Comparison between P. simium isolates obtained from human and non-human primate sources
To investigate the genetic basis of host adaptation in P. simium, we performed a population differentiation analysis (FST) between parasites isolated from humans and NHPs. This approach aims to identify genomic loci showing high divergence between the two host-associated groups, potentially reflecting selection pressures associated with adaptation to different host environments. Within the P. simium dataset, comprised of novel and previously published WGS data, 32 were obtained from Homo sapiens and six from Alouatta guariba (Brown Howler Monkey) (Table S6). Given the small sample size, analysis of selection was not possible. Therefore, we opted to compare these populations using FST to identify any SNPs that may be specific to P. simium isolates coming from each source. In total, 24 variants had high FST (> 0.85) (Table S14).
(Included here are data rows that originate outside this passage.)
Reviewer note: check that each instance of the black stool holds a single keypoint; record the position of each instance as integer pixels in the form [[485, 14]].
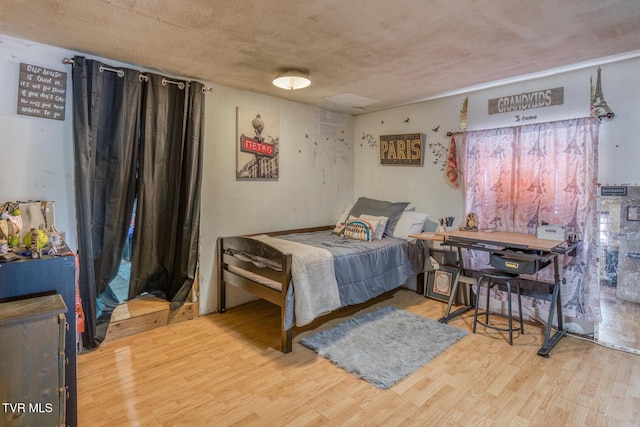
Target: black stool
[[489, 276]]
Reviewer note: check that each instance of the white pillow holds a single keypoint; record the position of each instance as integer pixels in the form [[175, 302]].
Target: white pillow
[[409, 223], [343, 216], [383, 224]]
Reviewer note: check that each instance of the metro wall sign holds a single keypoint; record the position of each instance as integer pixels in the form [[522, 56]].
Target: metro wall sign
[[250, 145], [527, 100]]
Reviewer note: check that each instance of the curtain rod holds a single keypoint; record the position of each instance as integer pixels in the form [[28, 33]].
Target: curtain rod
[[142, 77]]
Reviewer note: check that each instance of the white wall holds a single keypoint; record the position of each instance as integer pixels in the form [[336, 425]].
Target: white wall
[[324, 160], [315, 183], [316, 162], [427, 187], [36, 154]]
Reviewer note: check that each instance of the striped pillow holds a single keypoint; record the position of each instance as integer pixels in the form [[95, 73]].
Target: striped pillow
[[361, 229]]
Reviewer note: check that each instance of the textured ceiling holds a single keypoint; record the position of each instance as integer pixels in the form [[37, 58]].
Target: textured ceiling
[[392, 52]]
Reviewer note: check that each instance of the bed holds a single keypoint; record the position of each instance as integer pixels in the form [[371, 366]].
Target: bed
[[311, 272]]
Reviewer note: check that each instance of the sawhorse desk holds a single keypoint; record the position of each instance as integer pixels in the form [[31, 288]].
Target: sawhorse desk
[[529, 247]]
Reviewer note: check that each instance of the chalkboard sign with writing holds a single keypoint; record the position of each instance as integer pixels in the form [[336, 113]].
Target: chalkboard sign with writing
[[42, 92]]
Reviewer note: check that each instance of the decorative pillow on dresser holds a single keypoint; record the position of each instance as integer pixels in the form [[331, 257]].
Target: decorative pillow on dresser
[[391, 210], [361, 229]]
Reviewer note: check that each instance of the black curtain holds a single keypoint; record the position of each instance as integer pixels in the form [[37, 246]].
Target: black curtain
[[168, 211], [135, 138]]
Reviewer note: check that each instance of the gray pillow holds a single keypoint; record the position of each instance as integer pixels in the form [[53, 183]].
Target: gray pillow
[[391, 210]]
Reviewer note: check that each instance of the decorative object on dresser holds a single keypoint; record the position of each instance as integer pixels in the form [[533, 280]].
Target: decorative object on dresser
[[362, 347]]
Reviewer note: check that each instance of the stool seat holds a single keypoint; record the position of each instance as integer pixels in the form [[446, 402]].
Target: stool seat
[[489, 276], [494, 273]]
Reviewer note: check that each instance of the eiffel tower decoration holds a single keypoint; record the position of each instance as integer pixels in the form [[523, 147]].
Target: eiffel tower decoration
[[599, 107], [572, 183], [574, 303], [534, 222], [537, 183]]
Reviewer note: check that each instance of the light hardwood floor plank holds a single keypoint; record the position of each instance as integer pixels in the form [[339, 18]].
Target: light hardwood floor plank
[[225, 370]]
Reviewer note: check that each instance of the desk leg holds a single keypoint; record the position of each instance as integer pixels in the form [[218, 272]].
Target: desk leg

Eighteen variants were observed exclusively in P. simium isolated from brown howler monkeys, including five intergenic variants, three intronic variants (PVP01_1109400, BPLP, PVP01_0813100 and CEP76), three synonymous mutations (PVP01_0813100 N629, CRMP1 C1544 and PVP01_1105700 S3105), and six nonsynonymous mutations (PVP01_1247800 S315C, PVP01_0824300 A148S, PVP01_1022500 A7418T, PVP01_1257400 F99I, PVP01_1270700 G10V and PVP01_1313300 G996D) (P < 0.01). The remaining mutations with high FST were shared between P. simium isolated from humans and brown howler monkeys but found at low frequencies in human-derived samples. An intronic variant in SMC2 with FST of 0.86 (P < 0.01) was found mostly in human samples (N = 18) rather than brown howler monkeys (N = 1). Such variants in candidate genes may be involved in host switching.